The dispute over the retention and sharing of passenger name records -- PNR -- became a shibboleth in Brussels. As drafts were batted to and fro, PNR defined arguments between protecting people’s privacy and protecting people from terrorism.
Islamist attacks in Paris this year, in January and last month, lent impetus to France and other governments to press the EU parliament to relent. German lawmakers in particular have been wary of mass data collection, recalling historic abuses and new revelations about U.S. surveillance. However, a new proposal from legislators this week won interior ministers’ backing.
“The compromise agreed today will enable the EU to set up an effective PNR system which fully respects fundamental rights and freedoms,” said Etienne Schneider, the Luxembourg minister who chaired the council of 28 governments in Brussels on Friday.
Timothy Kirkhope, the member of the European Parliament who has steered the legislation, said he would recommend its adoption in committee. The final step will be a plenary vote, though agreement among the main parties should limit surprises.
“This is a good agreement that will deliver an effective tool for fighting terrorism and serious crime,” Kirkhope said. “This has always been a careful balancing act to ensure the system was proportionate to the risk that we face.”

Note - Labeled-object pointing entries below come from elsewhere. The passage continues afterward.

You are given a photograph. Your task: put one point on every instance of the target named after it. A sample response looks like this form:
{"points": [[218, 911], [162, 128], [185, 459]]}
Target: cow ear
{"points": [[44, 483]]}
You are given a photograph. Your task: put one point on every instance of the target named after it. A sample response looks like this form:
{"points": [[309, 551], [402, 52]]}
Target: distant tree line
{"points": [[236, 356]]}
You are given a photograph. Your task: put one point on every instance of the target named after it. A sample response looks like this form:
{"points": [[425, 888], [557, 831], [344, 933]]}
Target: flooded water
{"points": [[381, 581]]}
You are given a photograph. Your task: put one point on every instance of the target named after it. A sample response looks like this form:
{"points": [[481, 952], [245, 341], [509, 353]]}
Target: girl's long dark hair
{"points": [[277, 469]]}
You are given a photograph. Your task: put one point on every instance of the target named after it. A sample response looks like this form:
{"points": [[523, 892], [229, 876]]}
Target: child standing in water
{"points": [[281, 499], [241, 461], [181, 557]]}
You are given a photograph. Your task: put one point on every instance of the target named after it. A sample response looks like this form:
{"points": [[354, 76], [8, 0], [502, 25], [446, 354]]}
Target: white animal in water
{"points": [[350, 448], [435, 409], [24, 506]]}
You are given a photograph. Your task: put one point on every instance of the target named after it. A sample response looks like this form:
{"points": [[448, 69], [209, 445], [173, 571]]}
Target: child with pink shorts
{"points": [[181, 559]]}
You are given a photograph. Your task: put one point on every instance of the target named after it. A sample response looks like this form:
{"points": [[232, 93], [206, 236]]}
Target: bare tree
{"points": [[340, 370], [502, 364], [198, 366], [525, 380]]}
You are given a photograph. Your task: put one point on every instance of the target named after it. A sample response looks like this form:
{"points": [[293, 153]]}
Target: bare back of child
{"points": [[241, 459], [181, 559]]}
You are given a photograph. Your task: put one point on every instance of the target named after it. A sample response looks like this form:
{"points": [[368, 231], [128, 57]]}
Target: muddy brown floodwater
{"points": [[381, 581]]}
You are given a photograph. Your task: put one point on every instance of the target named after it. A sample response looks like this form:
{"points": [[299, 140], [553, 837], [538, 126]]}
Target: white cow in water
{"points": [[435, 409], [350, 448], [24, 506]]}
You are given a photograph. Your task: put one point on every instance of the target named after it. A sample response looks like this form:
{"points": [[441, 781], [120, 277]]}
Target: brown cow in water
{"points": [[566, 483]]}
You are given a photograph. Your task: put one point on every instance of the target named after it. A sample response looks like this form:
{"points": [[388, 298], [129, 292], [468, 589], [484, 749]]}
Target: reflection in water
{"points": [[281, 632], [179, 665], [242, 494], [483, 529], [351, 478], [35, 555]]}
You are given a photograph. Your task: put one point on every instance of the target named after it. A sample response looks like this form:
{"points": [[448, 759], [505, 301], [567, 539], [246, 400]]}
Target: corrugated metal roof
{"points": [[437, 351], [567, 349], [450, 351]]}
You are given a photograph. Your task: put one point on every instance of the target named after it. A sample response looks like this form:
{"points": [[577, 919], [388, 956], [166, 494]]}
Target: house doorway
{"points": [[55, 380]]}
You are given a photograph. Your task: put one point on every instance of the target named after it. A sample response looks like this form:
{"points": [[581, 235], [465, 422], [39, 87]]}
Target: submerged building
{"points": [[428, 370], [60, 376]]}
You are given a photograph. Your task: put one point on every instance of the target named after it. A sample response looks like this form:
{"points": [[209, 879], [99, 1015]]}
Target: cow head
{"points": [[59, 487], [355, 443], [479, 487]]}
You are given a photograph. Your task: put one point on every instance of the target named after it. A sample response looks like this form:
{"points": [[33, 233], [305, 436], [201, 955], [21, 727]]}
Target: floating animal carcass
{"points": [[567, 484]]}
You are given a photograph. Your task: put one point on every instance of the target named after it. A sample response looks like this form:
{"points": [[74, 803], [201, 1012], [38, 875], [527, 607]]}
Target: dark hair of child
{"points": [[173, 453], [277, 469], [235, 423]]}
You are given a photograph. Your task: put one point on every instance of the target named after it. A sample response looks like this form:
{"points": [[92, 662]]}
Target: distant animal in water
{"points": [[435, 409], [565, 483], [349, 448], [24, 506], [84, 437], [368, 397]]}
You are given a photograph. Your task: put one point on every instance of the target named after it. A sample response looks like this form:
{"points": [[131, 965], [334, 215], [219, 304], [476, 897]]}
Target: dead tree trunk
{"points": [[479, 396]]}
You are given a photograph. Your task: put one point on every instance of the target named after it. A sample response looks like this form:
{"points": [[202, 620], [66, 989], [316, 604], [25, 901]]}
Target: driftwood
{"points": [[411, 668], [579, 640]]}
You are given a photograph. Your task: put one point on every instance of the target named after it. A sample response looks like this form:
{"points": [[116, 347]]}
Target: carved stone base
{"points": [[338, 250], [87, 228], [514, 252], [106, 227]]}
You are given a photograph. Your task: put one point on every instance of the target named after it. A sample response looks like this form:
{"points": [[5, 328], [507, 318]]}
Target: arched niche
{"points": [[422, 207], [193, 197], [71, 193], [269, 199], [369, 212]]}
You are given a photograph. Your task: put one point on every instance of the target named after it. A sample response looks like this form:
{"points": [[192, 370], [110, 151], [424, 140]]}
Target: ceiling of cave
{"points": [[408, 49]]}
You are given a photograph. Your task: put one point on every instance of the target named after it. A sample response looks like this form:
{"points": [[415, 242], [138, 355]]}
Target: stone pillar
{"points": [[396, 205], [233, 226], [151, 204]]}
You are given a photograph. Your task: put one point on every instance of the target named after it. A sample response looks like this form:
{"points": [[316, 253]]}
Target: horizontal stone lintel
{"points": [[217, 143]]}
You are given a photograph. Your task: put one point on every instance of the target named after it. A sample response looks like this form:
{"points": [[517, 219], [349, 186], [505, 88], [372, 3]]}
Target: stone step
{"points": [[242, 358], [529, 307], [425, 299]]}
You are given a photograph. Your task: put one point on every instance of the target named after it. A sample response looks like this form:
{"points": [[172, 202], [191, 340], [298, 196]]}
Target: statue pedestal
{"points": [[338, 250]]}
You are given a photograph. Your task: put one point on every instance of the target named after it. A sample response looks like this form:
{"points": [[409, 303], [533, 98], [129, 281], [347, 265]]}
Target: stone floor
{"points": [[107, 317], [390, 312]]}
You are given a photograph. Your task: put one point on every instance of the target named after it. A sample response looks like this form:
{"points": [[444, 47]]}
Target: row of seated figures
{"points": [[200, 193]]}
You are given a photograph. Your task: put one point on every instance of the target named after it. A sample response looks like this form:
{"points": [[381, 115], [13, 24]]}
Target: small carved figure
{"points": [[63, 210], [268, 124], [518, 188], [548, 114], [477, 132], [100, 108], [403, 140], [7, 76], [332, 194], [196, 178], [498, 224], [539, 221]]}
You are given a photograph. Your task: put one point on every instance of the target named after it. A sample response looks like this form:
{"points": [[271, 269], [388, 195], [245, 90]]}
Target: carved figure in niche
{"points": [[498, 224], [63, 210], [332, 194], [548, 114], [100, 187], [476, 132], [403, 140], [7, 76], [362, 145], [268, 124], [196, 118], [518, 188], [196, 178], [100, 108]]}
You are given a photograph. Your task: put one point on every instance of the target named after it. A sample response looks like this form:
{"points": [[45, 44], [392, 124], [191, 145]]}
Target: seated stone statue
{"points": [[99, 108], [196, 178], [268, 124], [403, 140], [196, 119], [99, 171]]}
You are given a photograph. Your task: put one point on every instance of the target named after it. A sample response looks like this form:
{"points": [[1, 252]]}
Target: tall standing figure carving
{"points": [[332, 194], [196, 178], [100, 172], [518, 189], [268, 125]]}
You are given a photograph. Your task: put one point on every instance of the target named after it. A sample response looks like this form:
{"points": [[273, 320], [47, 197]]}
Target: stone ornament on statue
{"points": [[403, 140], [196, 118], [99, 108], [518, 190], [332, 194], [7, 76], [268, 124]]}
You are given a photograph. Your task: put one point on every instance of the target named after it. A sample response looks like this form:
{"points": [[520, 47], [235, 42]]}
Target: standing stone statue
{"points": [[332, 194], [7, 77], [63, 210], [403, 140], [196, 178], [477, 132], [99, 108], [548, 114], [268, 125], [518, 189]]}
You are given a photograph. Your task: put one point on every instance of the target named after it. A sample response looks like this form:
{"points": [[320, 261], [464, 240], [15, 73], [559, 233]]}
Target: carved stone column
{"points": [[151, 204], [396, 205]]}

The deal foresees data being available to other countries’ security agencies for six months and stored and available under stricter rules for a further 4-1/2 years. France wanted a year’s easy availability and parliament just three months.
A French call for the rules to apply not only to flights to and from non-EU countries but to internal European Union flights was left in the deal as an option. But French Interior Minister Bernard Cazeneuve said he was satisfied, since all 28 states had pledged to implement the option of collecting internal flight data.
PNR includes name, travel dates, itinerary, ticket details, contact details, travel agent, means of payment, seat number and baggage information. Many police forces already collect it and many European states share it with each other and with countries outside Europe. But the lack of a common EU system, including data formats, has been seen as hampering European security.